Thérèse (pronounced Ter Aze)
Marie Quinn lives in a fairy cottage, or at least that’s
what she likes to call it. Her home is surrounded by
fragrant lilacs and the breathtaking vistas that are found
along a quiet, untraveled road in the town of Monroe,
located in the Mid-Hudson Valley region of New York State.
Quinn might even be a fairy queen. Like her house, she is
pretty and petite. Her long blonde hair is groomed with
care. Her vocabulary is rich, and her speech is poetic. But
it’s Quinn’s authenticity and fearlessness, more than any
other qualities, which are so riveting and powerful.
Quinn refers to herself as a
pagan, a mystic, and a devotee of love. “I don’t fit fully
in any one tradition. The word pagan seems to work best, but
it confuses many. Still, pagan fits the freedom I feel as an
unconfined spirit of love, joined with the trees, the cat on
my lap, the moon and stars – all I see is animated by the
very love that fills my own heart. Love is the law for me. I
like the purity of holding that vision. So, I walk in Love
and go wherever it leads me. Life is simple and seamless.”

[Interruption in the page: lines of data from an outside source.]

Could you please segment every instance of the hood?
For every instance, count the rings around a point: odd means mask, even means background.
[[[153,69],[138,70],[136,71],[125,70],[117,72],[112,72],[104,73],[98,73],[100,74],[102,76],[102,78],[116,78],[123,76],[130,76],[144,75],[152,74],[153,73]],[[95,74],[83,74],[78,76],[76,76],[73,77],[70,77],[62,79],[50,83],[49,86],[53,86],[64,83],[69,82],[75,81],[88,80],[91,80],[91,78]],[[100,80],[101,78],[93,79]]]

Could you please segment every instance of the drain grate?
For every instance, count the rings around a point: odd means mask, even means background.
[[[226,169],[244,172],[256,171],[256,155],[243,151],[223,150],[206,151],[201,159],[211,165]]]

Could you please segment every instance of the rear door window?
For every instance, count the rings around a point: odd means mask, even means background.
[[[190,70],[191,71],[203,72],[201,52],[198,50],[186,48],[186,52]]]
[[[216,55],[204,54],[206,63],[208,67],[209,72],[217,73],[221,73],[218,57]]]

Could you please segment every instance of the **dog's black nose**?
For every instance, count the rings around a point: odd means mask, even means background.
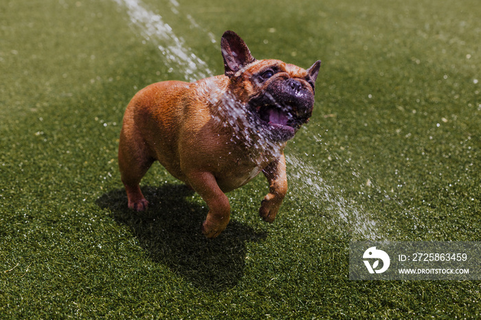
[[[295,79],[289,79],[287,84],[297,93],[302,88],[302,84]]]

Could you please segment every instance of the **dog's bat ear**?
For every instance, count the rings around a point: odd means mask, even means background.
[[[308,76],[311,78],[311,81],[313,83],[315,82],[315,80],[317,78],[317,74],[319,73],[319,68],[321,67],[321,60],[318,60],[314,64],[311,66],[309,69],[307,69]]]
[[[221,39],[225,76],[231,78],[245,66],[256,61],[243,40],[232,31],[226,31]]]

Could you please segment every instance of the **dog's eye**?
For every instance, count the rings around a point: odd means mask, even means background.
[[[273,75],[274,71],[273,71],[272,70],[267,70],[267,71],[264,71],[261,76],[262,77],[262,79],[269,79]]]

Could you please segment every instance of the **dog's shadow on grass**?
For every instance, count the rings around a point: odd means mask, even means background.
[[[231,220],[215,239],[207,239],[201,225],[207,206],[188,201],[194,192],[185,185],[147,187],[142,192],[148,209],[127,209],[125,190],[102,195],[97,204],[109,209],[113,218],[127,225],[155,262],[165,264],[199,288],[223,290],[235,286],[243,275],[246,243],[266,238],[251,228]]]

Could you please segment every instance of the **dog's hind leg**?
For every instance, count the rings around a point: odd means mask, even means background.
[[[125,122],[120,133],[118,159],[128,207],[135,211],[146,209],[148,202],[142,194],[139,183],[155,159],[149,155],[143,139],[135,131],[129,130]]]

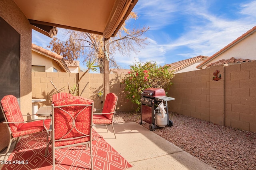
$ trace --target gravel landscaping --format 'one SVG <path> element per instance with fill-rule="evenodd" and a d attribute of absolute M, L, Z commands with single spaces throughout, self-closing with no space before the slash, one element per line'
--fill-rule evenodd
<path fill-rule="evenodd" d="M 216 169 L 256 169 L 256 133 L 169 115 L 174 126 L 156 127 L 154 133 Z M 115 117 L 114 123 L 138 122 L 140 113 L 118 112 Z"/>

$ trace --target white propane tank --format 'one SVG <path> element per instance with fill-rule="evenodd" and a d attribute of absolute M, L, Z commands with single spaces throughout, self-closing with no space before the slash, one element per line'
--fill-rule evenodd
<path fill-rule="evenodd" d="M 166 113 L 164 113 L 164 118 L 162 117 L 161 113 L 156 114 L 156 124 L 158 126 L 164 127 L 168 124 L 168 117 Z"/>

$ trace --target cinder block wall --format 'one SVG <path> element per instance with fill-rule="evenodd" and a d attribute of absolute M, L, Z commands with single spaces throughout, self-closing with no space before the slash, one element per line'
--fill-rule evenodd
<path fill-rule="evenodd" d="M 172 82 L 169 111 L 256 132 L 256 62 L 177 74 Z"/>
<path fill-rule="evenodd" d="M 38 107 L 51 104 L 52 96 L 57 93 L 50 82 L 52 81 L 60 92 L 68 93 L 68 83 L 70 87 L 76 84 L 84 72 L 70 73 L 66 72 L 33 72 L 32 75 L 32 97 L 33 98 L 44 98 L 46 101 L 39 102 Z M 110 74 L 110 92 L 118 97 L 116 107 L 118 111 L 130 111 L 134 110 L 132 103 L 125 98 L 125 85 L 121 84 L 120 80 L 125 75 Z M 79 84 L 79 95 L 85 98 L 92 100 L 94 107 L 100 109 L 103 107 L 101 101 L 103 97 L 97 96 L 97 92 L 103 91 L 103 74 L 86 73 L 81 79 Z"/>

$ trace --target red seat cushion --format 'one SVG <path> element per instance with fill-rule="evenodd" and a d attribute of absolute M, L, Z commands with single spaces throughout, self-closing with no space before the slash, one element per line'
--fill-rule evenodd
<path fill-rule="evenodd" d="M 116 109 L 116 102 L 117 100 L 117 96 L 113 93 L 109 93 L 107 95 L 102 109 L 102 113 L 111 113 L 115 111 Z M 113 113 L 105 115 L 108 119 L 113 119 Z"/>
<path fill-rule="evenodd" d="M 108 119 L 104 115 L 94 115 L 92 119 L 92 122 L 95 124 L 111 124 L 112 119 Z"/>
<path fill-rule="evenodd" d="M 53 102 L 54 106 L 61 106 L 72 104 L 92 104 L 93 101 L 85 99 L 80 96 L 72 96 L 64 100 L 58 100 Z M 62 109 L 68 112 L 74 119 L 77 113 L 79 112 L 84 106 L 72 106 L 62 107 Z M 78 131 L 86 135 L 88 135 L 90 133 L 90 123 L 91 110 L 93 108 L 89 106 L 82 111 L 76 117 L 75 124 Z M 54 139 L 57 140 L 62 137 L 67 139 L 70 137 L 78 137 L 83 135 L 78 132 L 72 127 L 72 121 L 70 115 L 61 110 L 60 108 L 54 108 Z M 71 131 L 70 131 L 71 130 Z M 72 140 L 55 142 L 55 147 L 78 143 L 89 141 L 90 138 L 84 137 Z"/>
<path fill-rule="evenodd" d="M 24 121 L 16 97 L 11 95 L 6 96 L 1 100 L 1 103 L 8 121 Z M 14 132 L 20 129 L 23 124 L 24 123 L 9 124 L 9 126 L 12 132 Z"/>
<path fill-rule="evenodd" d="M 43 120 L 40 120 L 23 123 L 23 125 L 18 130 L 12 132 L 12 136 L 13 137 L 16 137 L 42 132 L 45 129 L 43 121 Z M 44 124 L 48 129 L 50 128 L 50 119 L 44 120 Z"/>

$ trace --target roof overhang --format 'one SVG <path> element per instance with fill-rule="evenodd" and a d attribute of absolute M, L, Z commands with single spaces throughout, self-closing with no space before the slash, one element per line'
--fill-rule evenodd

“My experience of Love is as a
feminine presence. For me, God as Mother is the Holy Spirit
immanent in form. My greatest experience of love is as a
mother, feeling the outreach of love from me to my children,
and the onrush of love to me from my mother. It feels
natural to experience God as feminine. Others do not share
this view, but it doesn’t matter. Give divinity whatever
face, voice or gender you need to give it in order to feel
safe enough to receive the love that you are. I feel fully
safe with God, as Mother, to remember and return to that
love.”
Jon Mundy introduced Quinn to
the Course in 1977. “I was married but separated at the
time. Six months later my marriage reconciled and my husband
wasn’t pleased with this Course in Miracles. It was a
threat, a cult. So I was a closet Course person, hiding my
book like a junky his drugs. Anyway, I did the lessons
alone. They were hard, and it took me probably three years
to get through them that first time. I would perseverate for
days on one lesson because I was resisting or angry or I
would get stuck in places where I had to understand. Then, I
would hear a voice that said my understanding wasn’t
necessary. So, I would take one or two weeks and just
breathe with it. When I finished the lessons, I felt new and
bathed in light.”
“In 1981, my 9-year-old son was
diagnosed with cancer. Overnight, we were plunged into a
5-month stay at the Mt. Sinai Hospital in NYC. The Course
served me well as one of my greatest coping tools in those
months and the decade of treatments that followed. As the
need became more poignant to apply the lessons to chronic
crises in my life, I was invited to participate with a small
group of parents in the pilot program of COPE, a
respite/educational experience for parents of children with
cancer. Dr. Gerald Jampolsky flew east to be our keynote
speaker. I had already known about Jerry only through his
books, Love Is Letting Go of Fear and There Is A Rainbow
behind Every Dark Cloud.
“Jerry blew me away that
weekend. In the midst of humans who probably had the most
virulent calls to fear’s conflict, he managed to reconnect
each with love’s peace. By using his principles of
attitudinal healing, I witnessed miracles unfolding
indiscriminately through and around me. I knew that this was
my way to speak a more generic Course language to parents
for whom Christian terminology was obstructive. I became the
facilitator of several mothers’ groups. My role was simply
to open a safe space for sharing/hearing heart-content. My
gratitude grew.”
“I’m relentless about the
extension of love. It’s my life’s purpose. I’m passionate
about healing and the remembrance of love’s power. Pediatric
Cancer -- a manifestation that we humans experience as
horribly unthinkable -- was the perfect place for me to
learn about love and its full extension. There was nothing
else that would bring the embodied me straight to the heart
of Love. If I could see love eternally expressing through
cancer’s atrocities to children, then I would never be blind
to its radiance again. As a passionate healer, I needed to
be in places of passionate misperception. My experience of
Love as Mother assured my learning from children willing to
walk the path of crucifixion in order to reflect whatever we
have banished to the nether regions of our minds. It’s like
they’re saying, We stand here, with all our gaping wounds
and oozing parts, as the bald presence of Love, so that you
can see there is nothing that cannot be forgiven. There is
nothing so foul that you are dammed. There is no part of you
that needs to be relegated to any corner of hell you can
imagine. Stand up in your light of truth and summon all
parts home. Then, let us go over the bridge away from
misperception to create heaven right here because it’s never
left us. When we judge, disenfranchise and bury parts of
ourselves that we think are unlovable, we make pediatric
cancers and wars on our planet. When we learn to love all
parts of ourselves, we can understand our own power, teach
it to others and make something different….”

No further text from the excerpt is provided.